The government says placing new arrivals at Dzaleka, far from the border, will make Malawi less attractive as a transit route. However, some doubt the additional distance to the border will deter people determined to reach South Africa, the continent's economic powerhouse.

Although UNHCR shares the concern about abuse of the asylum regime – and recognizes the government's right to determine where refugees live – it has emphasized the difficulty in separating those in need of the protection of refugee status from economic migrants. The government has assured UNHCR that, despite tighter border controls, it remains committed to its international obligations to admit and protect asylum seekers.

Inside Dzaleka, UNHCR's immediate concern is to ensure those arriving from Luwani re-establish their lives as quickly as possible. Shelter will initially be basic – some will have to share large sleeping sheds erected for those moved from the northern border until they can make their own huts. The student population will rise about 50 percent, with no early prospect of new classrooms.

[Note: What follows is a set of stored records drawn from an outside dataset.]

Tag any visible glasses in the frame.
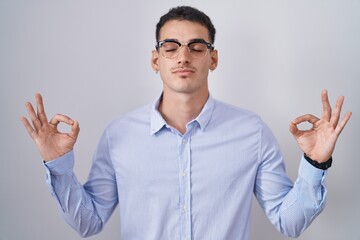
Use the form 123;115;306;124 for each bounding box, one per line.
155;39;214;58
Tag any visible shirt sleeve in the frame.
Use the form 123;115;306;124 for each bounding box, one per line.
254;122;327;237
44;129;118;237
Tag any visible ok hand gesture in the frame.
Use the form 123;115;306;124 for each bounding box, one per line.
290;90;351;163
21;94;80;162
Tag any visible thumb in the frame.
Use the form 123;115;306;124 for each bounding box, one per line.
69;121;80;140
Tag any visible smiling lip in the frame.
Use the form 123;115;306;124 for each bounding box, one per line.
173;68;194;75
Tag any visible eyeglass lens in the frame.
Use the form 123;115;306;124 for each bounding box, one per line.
160;42;208;58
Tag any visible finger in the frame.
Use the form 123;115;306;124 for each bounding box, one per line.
321;90;331;121
35;93;48;124
335;112;352;136
289;121;300;137
50;114;74;126
20;116;38;139
330;96;344;128
25;102;41;131
292;114;320;125
69;121;80;140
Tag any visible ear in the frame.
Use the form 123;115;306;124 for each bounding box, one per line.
209;49;219;71
151;50;160;72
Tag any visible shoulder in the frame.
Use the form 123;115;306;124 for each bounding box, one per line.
214;100;262;122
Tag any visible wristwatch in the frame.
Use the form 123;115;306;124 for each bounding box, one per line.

Longer term, prospects for residents of Dzaleka are not promising. Refugees in Luwani who had been awaiting a UNHCR irrigation scheme that could have made them self-sufficient, will find little opportunity now. Buildings will take up about half the camp area, leaving little land for even garden plots. For the foreseeable future they will remain dependent on food rations and other aid.

"Malawi has always been a generous host to refugees – remember it is a very poor country," said Abdulkadir. "But there is frustration among refugees who have been here for many years at the lack of jobs and opportunities. Few want to repatriate and Malawi will not consider local integration. Resettlement to other countries is the major outlet."